To hear knowledgeable folks recount the story, the mainframe, with its homogeneous infrastructure and proprietary operating system, had its foibles from the beginning. But these were offset by many pluses.
Mainframes cost a lot of money, both to acquire and to upgrade over time. And software licenses weren’t cheap, either. But companies (including those for which I worked) endured the costs with minimal grumbling as a price for doing business.
Year-over-year growth in software licensing fees was tolerated in the main because there were usually incremental value improvements at a functional level with each new release—demonstrating that IBM and independent software vendors were doing something to legitimatize their price increases.
This changed with Y2K, when the mainframe-related cost curve suddenly spiked. The reason was obvious: A lot of code, both in home-grown apps and vendor utilities, needed to be fixed.
Doubtless, some vendors took advantage of the situation to gouge the consumer. In some cases, fuel was added to the fire (the exasperation of the consumer, that is) by hype around “open systems” and “end-user computing.” A lot of new technology was sold to “fix the problems of the data center” with sort of a do-it-yourself approach.
Ironically, the very market for distributed computing that was created to upend the monolithic mainframe has now subdivided itself into Enterprise Class vs. Small to Medium Business (SMB) class. The do-it-yourselfers seem to be congregated at the lowest rung these days, building infrastructure out of white boxes and value-added software, while the folks at the highest rungs seem to want to build a new monolithic mainframe out of Tinker toy servers and virtualization software.
Despite all this change, the mainframe has crept along— a fixture in many shops often treated by analysts and others as a dinosaur of computing. This is in spite of the fact that workloads relegated to mainframes are actually exponentially climbing. Today’s mainframe workloads, measured in Millions of Processes per Second (MIPS), have grown from 3.5 million MIPS in 2005 to 12 million MIPS today. IBM, which had for a time seen its market share in computing diminish, is now back to pre-2000 levels, thanks in no small part to the mainframe.
In future columns this year, I plan to revisit the economics of mainframes. It occurs to me that mainframes do a better job of handling core computing services than distributed systems from both a CAPEX and an OPEX perspective. You have the tools in the mainframe space to get far more work accomplished with far fewer bodies than would be possible in distributed computing.

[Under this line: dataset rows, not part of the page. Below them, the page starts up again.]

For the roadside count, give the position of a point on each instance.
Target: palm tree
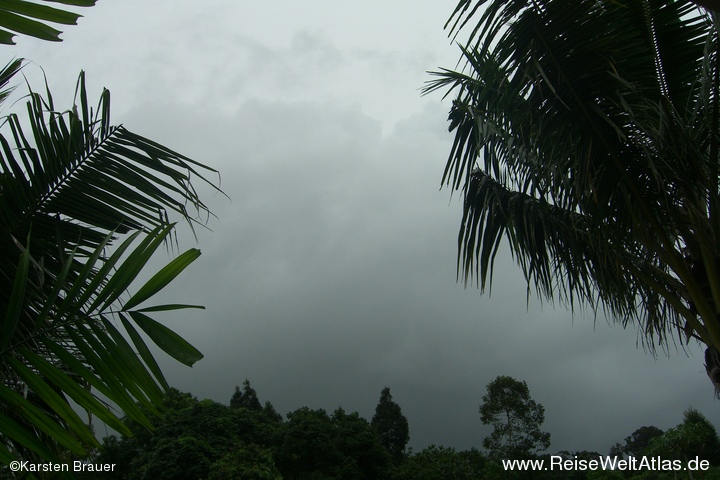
(31, 18)
(83, 207)
(586, 134)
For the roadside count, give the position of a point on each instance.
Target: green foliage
(695, 436)
(84, 207)
(516, 419)
(441, 463)
(391, 425)
(28, 17)
(586, 134)
(247, 398)
(637, 442)
(339, 446)
(196, 439)
(245, 462)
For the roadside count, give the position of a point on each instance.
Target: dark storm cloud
(331, 272)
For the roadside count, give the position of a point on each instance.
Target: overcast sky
(330, 272)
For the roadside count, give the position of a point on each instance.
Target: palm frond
(84, 205)
(29, 17)
(584, 134)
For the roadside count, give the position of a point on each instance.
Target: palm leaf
(84, 205)
(586, 134)
(28, 17)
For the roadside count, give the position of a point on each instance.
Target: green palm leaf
(586, 134)
(28, 17)
(84, 205)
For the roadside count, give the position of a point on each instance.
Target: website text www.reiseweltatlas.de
(559, 463)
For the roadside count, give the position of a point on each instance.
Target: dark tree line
(249, 440)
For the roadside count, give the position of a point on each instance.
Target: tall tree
(391, 425)
(245, 398)
(587, 134)
(694, 437)
(516, 420)
(84, 205)
(637, 442)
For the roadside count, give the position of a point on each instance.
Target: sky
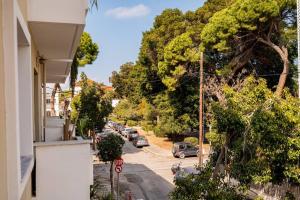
(117, 28)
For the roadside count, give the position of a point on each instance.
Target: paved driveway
(146, 172)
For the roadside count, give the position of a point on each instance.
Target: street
(146, 172)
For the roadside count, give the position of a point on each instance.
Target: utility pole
(201, 111)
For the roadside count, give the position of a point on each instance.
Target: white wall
(63, 171)
(25, 100)
(54, 129)
(66, 11)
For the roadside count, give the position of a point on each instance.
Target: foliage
(125, 111)
(262, 132)
(90, 107)
(194, 141)
(265, 31)
(253, 132)
(202, 186)
(86, 53)
(110, 148)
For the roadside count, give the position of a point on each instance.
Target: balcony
(63, 170)
(56, 27)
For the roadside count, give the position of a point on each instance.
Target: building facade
(38, 40)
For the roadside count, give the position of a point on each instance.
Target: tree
(90, 107)
(256, 134)
(251, 24)
(202, 187)
(110, 148)
(86, 53)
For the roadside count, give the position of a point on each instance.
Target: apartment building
(38, 40)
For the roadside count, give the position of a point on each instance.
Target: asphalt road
(145, 174)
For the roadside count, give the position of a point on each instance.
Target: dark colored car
(132, 135)
(183, 172)
(183, 149)
(140, 141)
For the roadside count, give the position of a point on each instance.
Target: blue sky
(117, 27)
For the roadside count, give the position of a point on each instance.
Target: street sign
(119, 162)
(118, 169)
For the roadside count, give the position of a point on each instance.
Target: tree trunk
(112, 179)
(284, 55)
(218, 163)
(52, 98)
(284, 74)
(94, 139)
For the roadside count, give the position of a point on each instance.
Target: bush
(194, 141)
(132, 123)
(147, 126)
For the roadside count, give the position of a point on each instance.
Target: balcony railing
(63, 170)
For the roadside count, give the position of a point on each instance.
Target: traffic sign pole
(118, 192)
(118, 168)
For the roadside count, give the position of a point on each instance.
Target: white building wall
(63, 171)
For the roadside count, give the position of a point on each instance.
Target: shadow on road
(141, 181)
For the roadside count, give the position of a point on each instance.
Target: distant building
(38, 160)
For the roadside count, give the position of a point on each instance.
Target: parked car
(125, 131)
(132, 135)
(183, 149)
(120, 128)
(140, 141)
(176, 167)
(183, 172)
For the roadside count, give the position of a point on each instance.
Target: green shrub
(194, 141)
(147, 126)
(132, 123)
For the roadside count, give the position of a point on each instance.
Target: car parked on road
(125, 131)
(183, 172)
(120, 128)
(140, 141)
(132, 135)
(183, 149)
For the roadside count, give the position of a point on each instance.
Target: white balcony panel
(58, 11)
(54, 129)
(63, 170)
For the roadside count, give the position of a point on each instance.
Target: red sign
(118, 169)
(119, 162)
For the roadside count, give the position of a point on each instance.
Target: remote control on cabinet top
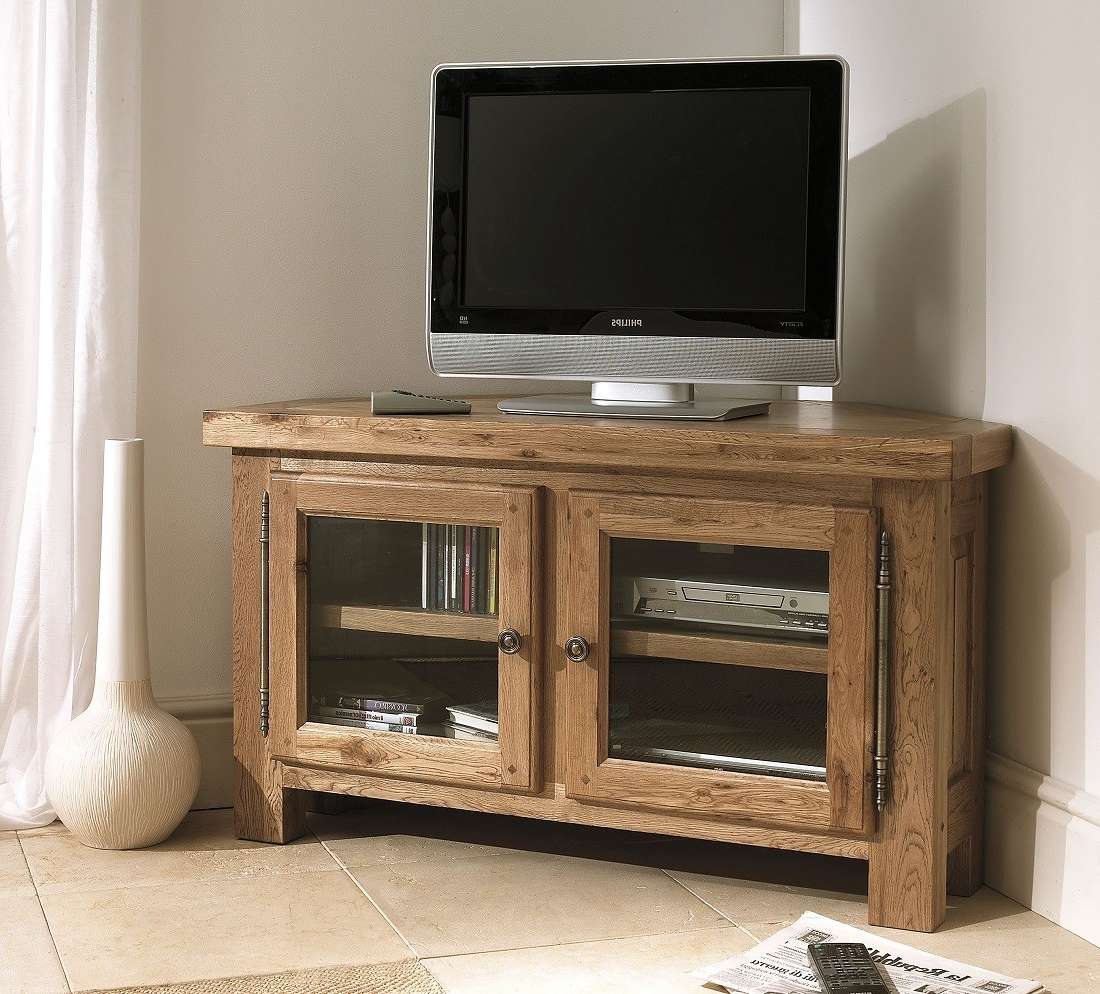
(846, 968)
(407, 402)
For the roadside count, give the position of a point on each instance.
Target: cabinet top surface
(794, 437)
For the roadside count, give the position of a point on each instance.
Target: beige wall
(974, 287)
(283, 213)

This idea is resonating with the front-office that’s confronting a recessionary economy and a desire to constrain OPEX growth in their IT departments.

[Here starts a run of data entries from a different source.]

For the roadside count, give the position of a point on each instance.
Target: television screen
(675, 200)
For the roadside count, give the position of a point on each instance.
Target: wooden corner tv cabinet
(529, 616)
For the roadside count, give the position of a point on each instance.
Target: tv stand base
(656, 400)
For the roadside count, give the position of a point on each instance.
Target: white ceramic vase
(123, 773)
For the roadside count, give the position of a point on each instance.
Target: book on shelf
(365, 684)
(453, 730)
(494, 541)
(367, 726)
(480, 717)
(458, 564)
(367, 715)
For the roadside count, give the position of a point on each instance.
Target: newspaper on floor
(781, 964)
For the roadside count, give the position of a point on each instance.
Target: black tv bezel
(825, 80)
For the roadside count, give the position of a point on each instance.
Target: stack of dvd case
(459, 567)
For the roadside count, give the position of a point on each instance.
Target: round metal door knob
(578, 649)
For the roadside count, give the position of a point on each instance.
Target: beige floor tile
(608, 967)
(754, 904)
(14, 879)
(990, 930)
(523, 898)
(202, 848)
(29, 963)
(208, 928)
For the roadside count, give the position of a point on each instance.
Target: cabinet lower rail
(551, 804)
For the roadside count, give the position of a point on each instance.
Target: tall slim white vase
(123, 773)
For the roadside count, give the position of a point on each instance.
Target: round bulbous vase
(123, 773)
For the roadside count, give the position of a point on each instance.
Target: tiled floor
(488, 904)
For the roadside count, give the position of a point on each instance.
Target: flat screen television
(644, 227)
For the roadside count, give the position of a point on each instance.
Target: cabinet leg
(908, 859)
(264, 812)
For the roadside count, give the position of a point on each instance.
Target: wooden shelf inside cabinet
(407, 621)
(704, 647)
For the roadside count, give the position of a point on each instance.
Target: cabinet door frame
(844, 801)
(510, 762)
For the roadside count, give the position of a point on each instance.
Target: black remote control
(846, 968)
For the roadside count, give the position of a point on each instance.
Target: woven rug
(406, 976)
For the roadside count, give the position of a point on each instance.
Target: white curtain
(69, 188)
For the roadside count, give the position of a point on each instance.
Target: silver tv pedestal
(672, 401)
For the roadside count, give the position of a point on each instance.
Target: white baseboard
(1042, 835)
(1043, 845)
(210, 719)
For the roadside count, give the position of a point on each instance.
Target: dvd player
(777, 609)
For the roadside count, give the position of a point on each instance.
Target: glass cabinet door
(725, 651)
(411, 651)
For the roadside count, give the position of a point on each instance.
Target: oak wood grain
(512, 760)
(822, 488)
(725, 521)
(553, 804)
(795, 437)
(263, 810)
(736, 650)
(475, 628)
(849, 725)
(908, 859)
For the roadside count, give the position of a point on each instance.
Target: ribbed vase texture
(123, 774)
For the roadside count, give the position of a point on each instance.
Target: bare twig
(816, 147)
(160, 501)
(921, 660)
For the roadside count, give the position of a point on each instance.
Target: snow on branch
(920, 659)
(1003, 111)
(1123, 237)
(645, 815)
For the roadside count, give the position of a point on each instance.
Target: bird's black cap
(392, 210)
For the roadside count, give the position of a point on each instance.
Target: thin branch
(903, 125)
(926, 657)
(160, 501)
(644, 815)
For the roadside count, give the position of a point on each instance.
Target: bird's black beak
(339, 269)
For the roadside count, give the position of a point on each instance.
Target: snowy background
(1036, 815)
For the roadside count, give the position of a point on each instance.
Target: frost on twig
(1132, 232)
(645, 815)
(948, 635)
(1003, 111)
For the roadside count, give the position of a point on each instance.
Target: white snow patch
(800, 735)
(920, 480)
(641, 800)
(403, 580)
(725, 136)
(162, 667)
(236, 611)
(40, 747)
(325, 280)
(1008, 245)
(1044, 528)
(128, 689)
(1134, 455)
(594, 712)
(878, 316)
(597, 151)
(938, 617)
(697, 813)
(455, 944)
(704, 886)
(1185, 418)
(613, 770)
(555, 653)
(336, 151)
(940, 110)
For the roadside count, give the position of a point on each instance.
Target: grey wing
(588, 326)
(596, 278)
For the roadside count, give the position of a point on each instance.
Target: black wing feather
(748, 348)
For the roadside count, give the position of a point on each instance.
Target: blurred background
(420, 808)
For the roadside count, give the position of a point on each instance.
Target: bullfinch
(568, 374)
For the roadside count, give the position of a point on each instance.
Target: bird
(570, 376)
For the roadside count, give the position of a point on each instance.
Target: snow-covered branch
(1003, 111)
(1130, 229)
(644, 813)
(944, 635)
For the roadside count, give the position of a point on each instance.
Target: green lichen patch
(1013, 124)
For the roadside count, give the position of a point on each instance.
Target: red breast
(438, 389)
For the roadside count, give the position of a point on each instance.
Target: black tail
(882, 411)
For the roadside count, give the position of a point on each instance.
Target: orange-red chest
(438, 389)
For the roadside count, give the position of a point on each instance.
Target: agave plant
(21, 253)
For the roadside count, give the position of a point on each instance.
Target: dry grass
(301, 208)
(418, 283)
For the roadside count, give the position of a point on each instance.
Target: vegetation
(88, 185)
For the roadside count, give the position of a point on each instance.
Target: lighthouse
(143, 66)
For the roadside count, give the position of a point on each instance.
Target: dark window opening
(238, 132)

Moreover, with mainframes, you might just have a more compelling consolidation story to tell than you have in distributed server world. Some companies I’m visiting are less convinced that the road to green nirvana is achieved by virtualizing server sprawl and imploding several hundreds of servers into several tens of servers, with or without VMware. In fact, many are seeing the result of virtualization to be a combination of unstable server operations and renewed server sprawl. Why not use mainframe LPARs instead, the murmuring goes, to create “bulletproof ” tenant operating system environments that can be insulated from each other by technology that has been developed and proved over decades.

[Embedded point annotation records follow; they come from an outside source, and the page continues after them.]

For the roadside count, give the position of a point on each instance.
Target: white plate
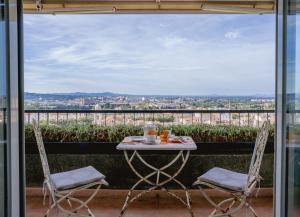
(137, 138)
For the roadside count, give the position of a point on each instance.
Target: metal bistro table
(131, 151)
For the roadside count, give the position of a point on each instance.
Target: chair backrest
(260, 145)
(41, 147)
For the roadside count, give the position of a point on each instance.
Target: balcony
(223, 137)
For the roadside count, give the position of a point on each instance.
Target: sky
(150, 54)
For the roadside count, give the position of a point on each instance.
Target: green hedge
(93, 133)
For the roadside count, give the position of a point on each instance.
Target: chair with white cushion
(240, 186)
(62, 186)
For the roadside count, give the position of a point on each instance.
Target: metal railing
(161, 116)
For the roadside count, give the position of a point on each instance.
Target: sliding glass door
(288, 110)
(11, 130)
(292, 188)
(3, 107)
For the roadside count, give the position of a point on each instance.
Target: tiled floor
(152, 205)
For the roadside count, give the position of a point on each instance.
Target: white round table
(162, 178)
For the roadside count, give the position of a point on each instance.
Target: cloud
(184, 54)
(232, 35)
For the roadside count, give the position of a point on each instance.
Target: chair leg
(219, 210)
(251, 209)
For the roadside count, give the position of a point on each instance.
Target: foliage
(86, 132)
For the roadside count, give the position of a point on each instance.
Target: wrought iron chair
(62, 186)
(239, 186)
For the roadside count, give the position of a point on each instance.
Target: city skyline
(150, 54)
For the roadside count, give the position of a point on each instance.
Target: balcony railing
(162, 116)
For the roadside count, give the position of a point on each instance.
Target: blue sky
(150, 54)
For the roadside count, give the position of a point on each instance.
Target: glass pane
(293, 109)
(2, 106)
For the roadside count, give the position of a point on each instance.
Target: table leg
(158, 184)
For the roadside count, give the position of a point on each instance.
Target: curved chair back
(41, 147)
(260, 145)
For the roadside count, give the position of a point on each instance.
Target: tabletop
(129, 144)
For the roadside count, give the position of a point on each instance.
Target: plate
(137, 138)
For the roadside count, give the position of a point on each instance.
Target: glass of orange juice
(164, 136)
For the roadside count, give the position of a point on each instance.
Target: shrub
(86, 132)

Then, there are the resiliency concerns that seem to be favoring mainframes again. Distributed servers can and do fail because a disk drive manufacturer somewhere wanted to save a few pennies on a vibration sensor, or because some PCI bus firmware wasn’t quite up to snuff, or a device driver failed to properly load. These are problems plaguing little iron, not big iron.
Finally, there’s the green thing: What compute platform consumes more energy—a z/OS mainframe or 800 servers to support 400 failover strategies?